De nos jours, la notion de « stratégies des ménages » reste importante à la fois comme un concept (pour comprendre l’organisation et le fonctionnement des ménages), comme une unité d’analyse (pour prendre en compte les interactions entre membres ainsi que la situation des ménages par rapport à la structure sociale) et enfin comme méthode d’analyse (car l’analyse économique des activités ne permet pas d’analyser le fonctionnement global des ménages et donc les changements sociaux qui affectent la société mais aussi son développement global). Cette approche constitue un outil important pour comprendre les dynamiques économiques et sociales comme pour entreprendre une recherche comparative. En effet, nombre de travaux montrent comment la structure des ménages (fragmentée ou solidaire) favorisent ou pas des stratégies individuelles opportunistes ou collectives et vice versa comment l’environnement fait de valeurs, normes, règles collectives influencent des stratégies individuelles ou plus collectives (Roberts, 1991; Mingione, 1994).

Les principes méthodologiques qui en découlent sont entre autres:

- une production de données empiriques à partir d’entretiens systématiques avec les agriculteurs mais aussi à partir d’une meilleure valorisation des travaux de recherche non finalisés (Dubois, 1989)

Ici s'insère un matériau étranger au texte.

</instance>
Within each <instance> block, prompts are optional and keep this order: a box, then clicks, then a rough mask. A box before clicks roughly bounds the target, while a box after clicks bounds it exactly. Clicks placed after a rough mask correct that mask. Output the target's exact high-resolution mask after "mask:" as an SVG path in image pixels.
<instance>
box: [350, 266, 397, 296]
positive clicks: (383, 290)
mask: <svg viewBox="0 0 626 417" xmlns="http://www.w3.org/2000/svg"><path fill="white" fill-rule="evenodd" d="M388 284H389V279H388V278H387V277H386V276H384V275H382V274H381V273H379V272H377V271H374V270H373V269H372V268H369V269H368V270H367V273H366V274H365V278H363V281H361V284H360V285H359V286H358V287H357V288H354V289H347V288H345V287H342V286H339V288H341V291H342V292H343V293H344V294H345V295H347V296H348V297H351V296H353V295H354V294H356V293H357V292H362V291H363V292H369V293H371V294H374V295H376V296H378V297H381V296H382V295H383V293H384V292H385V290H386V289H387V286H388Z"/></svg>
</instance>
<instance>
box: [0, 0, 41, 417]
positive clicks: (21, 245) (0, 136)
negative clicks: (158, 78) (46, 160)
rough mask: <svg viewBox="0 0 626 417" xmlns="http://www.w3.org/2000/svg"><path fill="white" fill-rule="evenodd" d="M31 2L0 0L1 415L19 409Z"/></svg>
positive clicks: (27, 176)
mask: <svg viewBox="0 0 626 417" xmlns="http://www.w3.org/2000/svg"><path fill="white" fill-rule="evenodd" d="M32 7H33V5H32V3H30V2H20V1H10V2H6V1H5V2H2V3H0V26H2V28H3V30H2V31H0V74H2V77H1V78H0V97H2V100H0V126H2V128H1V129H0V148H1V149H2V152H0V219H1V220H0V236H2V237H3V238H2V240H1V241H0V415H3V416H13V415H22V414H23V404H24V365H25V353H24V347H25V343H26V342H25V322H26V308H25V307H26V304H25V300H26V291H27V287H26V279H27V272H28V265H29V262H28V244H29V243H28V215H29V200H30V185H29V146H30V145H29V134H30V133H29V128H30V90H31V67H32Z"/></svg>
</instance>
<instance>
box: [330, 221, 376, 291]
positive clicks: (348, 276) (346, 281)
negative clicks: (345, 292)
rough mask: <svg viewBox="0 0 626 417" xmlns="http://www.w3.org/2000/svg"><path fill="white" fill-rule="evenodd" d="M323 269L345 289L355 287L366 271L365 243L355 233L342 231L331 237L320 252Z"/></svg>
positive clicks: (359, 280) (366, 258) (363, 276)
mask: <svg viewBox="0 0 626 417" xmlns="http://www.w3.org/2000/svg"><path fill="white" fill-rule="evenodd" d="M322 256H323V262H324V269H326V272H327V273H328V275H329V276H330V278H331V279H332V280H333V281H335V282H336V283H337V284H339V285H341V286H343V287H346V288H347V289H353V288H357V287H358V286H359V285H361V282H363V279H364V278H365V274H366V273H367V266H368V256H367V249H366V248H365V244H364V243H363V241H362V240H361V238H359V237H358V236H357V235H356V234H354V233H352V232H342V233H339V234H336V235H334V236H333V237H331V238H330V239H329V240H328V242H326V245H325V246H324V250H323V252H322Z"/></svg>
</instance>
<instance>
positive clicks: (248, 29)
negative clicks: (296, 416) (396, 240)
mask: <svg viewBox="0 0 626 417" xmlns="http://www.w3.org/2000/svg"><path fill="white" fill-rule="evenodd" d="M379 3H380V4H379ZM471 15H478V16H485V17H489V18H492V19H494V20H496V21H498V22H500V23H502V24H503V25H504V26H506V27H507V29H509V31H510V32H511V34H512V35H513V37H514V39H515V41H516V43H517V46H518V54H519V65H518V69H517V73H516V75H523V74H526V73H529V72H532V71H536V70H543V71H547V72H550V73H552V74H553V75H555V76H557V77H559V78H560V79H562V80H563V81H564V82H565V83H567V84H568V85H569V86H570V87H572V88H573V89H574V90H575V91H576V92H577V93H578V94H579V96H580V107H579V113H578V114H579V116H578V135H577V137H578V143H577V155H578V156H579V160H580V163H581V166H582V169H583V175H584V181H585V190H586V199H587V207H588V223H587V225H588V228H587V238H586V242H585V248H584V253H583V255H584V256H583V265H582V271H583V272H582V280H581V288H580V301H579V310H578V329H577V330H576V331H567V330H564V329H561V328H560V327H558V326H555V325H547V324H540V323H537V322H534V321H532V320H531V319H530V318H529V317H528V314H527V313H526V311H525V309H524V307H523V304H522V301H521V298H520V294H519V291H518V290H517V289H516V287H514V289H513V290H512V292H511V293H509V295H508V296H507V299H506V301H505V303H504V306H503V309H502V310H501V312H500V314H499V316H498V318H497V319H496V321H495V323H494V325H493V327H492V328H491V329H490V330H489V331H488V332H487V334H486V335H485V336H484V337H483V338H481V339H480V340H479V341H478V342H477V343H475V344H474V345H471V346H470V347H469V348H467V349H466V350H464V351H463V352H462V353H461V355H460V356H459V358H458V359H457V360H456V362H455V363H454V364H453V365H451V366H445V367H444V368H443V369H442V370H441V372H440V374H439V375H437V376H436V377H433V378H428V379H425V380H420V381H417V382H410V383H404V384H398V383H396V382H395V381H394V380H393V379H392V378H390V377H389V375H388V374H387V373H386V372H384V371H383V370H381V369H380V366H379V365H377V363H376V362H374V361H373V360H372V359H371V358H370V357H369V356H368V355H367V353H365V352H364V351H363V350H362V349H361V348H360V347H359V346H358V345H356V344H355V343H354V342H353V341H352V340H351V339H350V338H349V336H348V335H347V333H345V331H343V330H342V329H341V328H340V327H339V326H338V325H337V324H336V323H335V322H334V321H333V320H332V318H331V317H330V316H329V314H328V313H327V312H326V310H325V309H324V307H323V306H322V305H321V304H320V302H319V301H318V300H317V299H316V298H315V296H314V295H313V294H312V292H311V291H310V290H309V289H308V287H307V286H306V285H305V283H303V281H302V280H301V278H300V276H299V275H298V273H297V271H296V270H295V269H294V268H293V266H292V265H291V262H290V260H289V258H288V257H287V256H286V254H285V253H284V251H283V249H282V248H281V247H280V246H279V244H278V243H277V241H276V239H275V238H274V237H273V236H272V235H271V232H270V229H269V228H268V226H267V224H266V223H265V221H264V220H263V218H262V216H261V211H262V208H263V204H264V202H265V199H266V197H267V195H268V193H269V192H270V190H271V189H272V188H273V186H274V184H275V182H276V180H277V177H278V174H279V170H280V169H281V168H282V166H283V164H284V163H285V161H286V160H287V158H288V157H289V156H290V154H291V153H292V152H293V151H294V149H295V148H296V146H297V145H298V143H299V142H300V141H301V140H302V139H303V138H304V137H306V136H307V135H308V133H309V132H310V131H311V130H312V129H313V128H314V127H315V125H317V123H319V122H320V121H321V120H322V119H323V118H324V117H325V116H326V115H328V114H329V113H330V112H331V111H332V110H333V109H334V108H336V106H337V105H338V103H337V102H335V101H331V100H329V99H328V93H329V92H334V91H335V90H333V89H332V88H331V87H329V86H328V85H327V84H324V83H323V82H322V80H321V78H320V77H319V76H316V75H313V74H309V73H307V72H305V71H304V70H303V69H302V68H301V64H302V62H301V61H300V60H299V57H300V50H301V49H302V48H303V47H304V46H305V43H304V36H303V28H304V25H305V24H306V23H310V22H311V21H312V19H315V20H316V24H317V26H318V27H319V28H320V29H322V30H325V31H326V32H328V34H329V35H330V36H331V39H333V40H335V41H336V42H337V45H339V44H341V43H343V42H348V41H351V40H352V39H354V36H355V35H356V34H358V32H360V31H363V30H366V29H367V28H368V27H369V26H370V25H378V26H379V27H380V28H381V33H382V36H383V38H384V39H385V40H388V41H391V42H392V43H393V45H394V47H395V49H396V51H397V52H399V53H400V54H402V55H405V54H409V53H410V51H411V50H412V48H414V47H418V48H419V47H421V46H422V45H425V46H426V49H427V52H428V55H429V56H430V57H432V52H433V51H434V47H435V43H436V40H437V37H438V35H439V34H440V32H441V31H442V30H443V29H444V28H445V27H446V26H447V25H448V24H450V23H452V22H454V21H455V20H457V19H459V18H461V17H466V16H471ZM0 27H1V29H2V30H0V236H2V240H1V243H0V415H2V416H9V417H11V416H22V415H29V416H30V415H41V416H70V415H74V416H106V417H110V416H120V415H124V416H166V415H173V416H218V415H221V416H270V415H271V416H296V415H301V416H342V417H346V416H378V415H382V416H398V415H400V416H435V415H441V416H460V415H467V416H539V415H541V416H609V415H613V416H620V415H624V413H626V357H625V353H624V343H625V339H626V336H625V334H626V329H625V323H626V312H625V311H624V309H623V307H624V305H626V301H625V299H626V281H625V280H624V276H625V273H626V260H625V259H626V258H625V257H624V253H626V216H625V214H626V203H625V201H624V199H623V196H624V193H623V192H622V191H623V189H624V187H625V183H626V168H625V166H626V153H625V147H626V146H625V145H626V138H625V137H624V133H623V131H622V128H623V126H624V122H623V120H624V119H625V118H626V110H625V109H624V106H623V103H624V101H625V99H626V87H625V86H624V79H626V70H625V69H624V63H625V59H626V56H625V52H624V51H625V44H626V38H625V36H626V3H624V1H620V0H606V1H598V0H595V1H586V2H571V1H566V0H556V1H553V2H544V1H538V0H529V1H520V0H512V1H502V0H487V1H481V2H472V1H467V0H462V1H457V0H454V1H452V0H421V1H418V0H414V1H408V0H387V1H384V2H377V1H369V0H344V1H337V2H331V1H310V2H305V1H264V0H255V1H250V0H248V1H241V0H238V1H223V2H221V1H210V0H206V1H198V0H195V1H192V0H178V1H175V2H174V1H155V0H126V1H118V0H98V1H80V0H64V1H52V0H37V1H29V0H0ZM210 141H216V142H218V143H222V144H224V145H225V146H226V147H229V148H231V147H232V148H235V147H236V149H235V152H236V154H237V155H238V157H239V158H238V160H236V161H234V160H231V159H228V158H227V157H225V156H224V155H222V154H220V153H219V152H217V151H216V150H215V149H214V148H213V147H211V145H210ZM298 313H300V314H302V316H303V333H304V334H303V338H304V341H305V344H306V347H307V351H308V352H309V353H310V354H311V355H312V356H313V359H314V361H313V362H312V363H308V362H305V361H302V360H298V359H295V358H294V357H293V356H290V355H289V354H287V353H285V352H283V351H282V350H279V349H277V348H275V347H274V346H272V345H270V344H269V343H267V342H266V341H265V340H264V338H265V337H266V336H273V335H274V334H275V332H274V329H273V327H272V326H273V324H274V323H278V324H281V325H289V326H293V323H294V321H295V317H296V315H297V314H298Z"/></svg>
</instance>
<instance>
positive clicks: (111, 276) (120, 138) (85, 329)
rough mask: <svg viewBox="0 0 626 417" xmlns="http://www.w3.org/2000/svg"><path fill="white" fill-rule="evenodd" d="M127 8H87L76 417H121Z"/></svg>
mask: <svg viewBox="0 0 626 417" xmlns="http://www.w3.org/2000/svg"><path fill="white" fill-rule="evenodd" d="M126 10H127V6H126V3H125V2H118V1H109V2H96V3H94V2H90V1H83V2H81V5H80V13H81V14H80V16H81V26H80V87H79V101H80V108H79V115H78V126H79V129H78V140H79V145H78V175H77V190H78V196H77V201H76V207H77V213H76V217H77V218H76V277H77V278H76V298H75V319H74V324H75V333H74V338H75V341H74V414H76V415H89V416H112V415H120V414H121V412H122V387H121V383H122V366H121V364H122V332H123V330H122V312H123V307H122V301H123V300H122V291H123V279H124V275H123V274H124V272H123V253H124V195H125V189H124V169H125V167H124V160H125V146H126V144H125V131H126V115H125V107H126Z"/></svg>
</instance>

- prise en compte des dimensions sociales, culturelles et politiques

- importance accordée aux contingences, discontinuités sociales, conflits et changements

Ainsi le ménage permet de comprendre les décisions - résultats de règles et obligations morales au sein du ménage- qui conditionnent largement la stratégie globale. Le ménage est aussi l’unité de base où se développent les activités de production, reproduction, consommation et socialisation en fonction des besoins matériels et immatériels comme les motivations ou satisfactions. Enfin, le ménage n’est pas une organisation au temps t mais elles est le fruit d’une histoire et s’inscrit dans un projet de vie. C’est dans ce cadre que s’inscrit mon approche de la rationalité des agents et du fonctionnement de leur système. Cette analyse précède toujours l’approche systémique, qui constitue davantage une étape de formalisation [O1, M3, C4, C7]. Aujourd’hui l’enjeu serait d’intégrer les règles ou normes qui régulent les choix au niveau des ménages, non plus comme des contraintes ‘figées’, mais comme des contraintes dynamiques dépendant des objectifs individuels et collectifs.